L’altro fattore fondamentale nel farmi arrivare alla fine di questa trilogia, lo ammetto, è stato quello del voler capire che fine avrebbero fatto tutti i personaggi che Justino mi ha messo davanti nella sua saga. Di questo devo rendergliene onestamente atto: ha saputo accendere quel livello minimo di curiosità che mi ha fatto pensare in maniere osessivo-compulsiva “anche se so che non mi piacerà il come, voglio assolutamente sapere le sorti di tutti quanti”. Insomma ha triggerato quella che io chiamo sensibilità da soap opera che ognuno di noi, chi più chi meno, si porta appresso a volte come uno scomodo ospite, altre volte come un assolutamente non celato vanto. Per me, sia messo agli atti, è una via di mezzo.

“La città degli specchi” è un frullato gigante di salti temporali, soliti intrecci narrativi che si incrociano sempre, puntualmente, con una precisione così chirurgica da lasciarti il già citato (per gli altri libri) senso di un qualcosa di artefatto. Ai livelli di uno yogurth al gusto “Big Babol” presentato come una fragranza “centopercento naturale”, per capirci. Le storie dei personaggi si srotolano in maniera scontata, in alcuni casi quasi banale per certe scelte di plot. Ma la cosa che veramente mi fa storcere maggiormente il naso è come senza un minimo di pudore o vergogna Cronin prenda quello che è alla fine il soggetto principale di tutto il suo ambaradàn, il virus, e ne faccia una cosa no-sense. Insomma questo agente che trasforma le genti in vampiri, a seconda di un non si sa bene qual precisato principio, va ad agire in maniera diversa ora in un momento, ora in un altro, come se a determinare gli effetti collaterali siano più le simpatie dell’autore per i personaggi di turno che una ben precisa ed in un certo qual modo “egualitaria” idea di dogma narrativo sulla questione.

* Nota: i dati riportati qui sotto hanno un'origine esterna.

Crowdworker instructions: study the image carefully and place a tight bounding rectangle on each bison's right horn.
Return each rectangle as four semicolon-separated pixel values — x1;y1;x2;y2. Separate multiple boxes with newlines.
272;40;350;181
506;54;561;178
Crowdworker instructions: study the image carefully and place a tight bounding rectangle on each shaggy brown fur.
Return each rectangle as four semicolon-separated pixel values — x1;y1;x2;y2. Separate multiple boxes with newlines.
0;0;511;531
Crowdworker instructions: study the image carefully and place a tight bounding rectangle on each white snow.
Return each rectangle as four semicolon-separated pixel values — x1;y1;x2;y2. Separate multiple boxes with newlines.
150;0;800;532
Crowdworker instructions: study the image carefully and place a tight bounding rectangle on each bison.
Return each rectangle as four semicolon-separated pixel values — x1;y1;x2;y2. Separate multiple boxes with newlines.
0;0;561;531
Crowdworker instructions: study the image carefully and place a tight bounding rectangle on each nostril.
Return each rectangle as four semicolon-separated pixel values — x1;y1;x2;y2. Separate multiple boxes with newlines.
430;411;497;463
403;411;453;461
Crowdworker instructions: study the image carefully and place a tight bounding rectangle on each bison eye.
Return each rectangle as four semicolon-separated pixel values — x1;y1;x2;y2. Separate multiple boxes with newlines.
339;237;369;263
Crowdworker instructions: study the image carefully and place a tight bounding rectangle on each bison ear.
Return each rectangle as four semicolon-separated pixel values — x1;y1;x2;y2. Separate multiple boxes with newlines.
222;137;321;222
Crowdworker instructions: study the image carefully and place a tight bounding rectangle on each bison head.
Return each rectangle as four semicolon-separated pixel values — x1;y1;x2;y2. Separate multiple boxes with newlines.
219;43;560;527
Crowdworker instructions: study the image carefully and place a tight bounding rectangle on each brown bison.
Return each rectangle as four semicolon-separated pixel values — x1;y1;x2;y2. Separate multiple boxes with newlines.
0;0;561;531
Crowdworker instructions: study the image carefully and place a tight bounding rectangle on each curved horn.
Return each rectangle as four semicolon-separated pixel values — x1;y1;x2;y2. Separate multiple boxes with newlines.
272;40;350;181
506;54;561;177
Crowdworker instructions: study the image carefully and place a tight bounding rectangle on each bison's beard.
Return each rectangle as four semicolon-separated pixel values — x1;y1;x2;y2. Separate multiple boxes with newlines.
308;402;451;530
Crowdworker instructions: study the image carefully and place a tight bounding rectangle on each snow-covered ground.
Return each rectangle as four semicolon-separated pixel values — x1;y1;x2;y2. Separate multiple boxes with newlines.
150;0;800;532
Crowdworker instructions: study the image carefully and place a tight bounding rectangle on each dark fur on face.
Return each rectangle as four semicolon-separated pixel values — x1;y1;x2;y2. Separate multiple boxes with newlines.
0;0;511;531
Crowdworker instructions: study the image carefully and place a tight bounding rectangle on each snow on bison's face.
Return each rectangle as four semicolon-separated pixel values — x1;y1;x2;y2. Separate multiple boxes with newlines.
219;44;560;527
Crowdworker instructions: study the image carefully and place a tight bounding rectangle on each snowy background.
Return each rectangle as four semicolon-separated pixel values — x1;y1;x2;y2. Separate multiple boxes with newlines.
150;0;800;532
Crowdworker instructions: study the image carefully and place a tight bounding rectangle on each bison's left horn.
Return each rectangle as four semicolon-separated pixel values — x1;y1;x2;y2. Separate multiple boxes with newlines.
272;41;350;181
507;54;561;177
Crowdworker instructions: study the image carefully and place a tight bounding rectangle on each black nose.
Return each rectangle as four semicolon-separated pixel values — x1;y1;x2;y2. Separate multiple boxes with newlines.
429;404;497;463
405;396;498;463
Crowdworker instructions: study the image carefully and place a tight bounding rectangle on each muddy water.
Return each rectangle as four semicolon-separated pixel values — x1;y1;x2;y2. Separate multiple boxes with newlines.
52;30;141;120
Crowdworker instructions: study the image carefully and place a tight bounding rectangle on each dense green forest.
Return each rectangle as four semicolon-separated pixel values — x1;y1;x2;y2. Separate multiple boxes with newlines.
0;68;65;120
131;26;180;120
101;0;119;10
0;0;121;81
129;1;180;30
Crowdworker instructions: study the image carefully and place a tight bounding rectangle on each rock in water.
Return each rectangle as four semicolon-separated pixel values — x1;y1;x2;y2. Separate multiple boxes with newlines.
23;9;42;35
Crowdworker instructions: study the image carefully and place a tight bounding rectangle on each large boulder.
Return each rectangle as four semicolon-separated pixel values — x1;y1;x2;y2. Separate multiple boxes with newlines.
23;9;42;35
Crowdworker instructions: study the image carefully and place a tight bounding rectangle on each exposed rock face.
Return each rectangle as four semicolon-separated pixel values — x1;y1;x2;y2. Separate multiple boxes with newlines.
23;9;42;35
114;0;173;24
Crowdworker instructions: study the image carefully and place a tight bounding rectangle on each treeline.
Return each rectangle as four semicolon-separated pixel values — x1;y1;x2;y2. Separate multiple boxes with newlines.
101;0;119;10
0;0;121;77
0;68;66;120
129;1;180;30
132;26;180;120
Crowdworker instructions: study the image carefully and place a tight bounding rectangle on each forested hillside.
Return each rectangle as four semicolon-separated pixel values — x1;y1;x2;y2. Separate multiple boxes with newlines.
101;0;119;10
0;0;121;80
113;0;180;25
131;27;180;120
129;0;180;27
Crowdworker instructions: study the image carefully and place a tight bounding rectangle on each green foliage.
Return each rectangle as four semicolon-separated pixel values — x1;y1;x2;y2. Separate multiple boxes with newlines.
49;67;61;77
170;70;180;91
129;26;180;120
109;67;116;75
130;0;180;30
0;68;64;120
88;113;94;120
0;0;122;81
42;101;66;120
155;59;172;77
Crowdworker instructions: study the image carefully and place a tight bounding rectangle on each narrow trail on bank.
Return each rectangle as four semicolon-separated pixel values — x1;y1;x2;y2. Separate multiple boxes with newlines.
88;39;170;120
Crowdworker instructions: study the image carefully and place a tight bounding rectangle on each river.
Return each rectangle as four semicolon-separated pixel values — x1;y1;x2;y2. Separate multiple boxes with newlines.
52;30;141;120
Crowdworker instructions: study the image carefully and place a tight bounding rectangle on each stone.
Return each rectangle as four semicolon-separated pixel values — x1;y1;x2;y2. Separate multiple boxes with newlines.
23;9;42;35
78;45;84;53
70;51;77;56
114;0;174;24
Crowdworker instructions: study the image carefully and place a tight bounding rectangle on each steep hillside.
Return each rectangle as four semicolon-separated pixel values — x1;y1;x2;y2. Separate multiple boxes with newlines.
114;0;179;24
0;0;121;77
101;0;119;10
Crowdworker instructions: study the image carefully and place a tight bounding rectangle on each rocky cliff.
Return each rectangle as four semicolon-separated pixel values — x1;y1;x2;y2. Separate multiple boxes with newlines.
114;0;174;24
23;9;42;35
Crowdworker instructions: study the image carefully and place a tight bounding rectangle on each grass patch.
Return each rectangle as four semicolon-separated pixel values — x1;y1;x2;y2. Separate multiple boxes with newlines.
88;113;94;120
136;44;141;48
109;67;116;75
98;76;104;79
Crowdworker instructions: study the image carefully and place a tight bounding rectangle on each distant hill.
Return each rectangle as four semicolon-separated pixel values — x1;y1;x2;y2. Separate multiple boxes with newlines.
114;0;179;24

Una volta uno viene trasformato, poi affoga e ritorna semi-umano salvo poi però trasformarsi di nuovo, a piacimento. N’altra volta una affoga, è infetta, torna in vita e non è più infetta. N’altra volta ancora uno si infetta, mezzo muore, viene contro-infettato, ridiventa qualcos’altro e in buona sostanza questa sorta di pantheon apocalittico è così permeato di un no-sense di fondo da farti sentire un po’ preso in giro.

La conclusione è che Cronin non si capisce bene che tipo di storia volesse scrivere. Un horror? Un post apocalittico? Una storia emozionante di affrancamento dell’umanità? Una storia d’amore? Perché, ve lo giuro, quando ad un certo punto viene tirato in ballo l’ “amohhreee” come elemento in grado di cambiare la mutazione di un virus, cari miei, ho sentito la voglia di digrignare i denti fino a far diventare il mio dentista così ricco all’idea di rifarmeli tutti.

Questa trilogia non ha un’identità ben precisa ed è un peccato, perché penso che il materiale per scrivere un bel romanzo epico-cavalleresco in salsa post-apocalittica penso ci fosse assolutamente. Il problema che han avuto un po’ tutti i libri è la mancanza di mordente, questa sensazione costante di qualcuno (l’autore) che prende continuamente a prestito qualcosa (il modus narrativo) da altri autori per svolgere una trama che avrebbe dovuto scrivere con una personalità propria.

Alla fine per me il pollicione va drammaticamente in giù. Poi non ditemi che non ve l’avevo detto.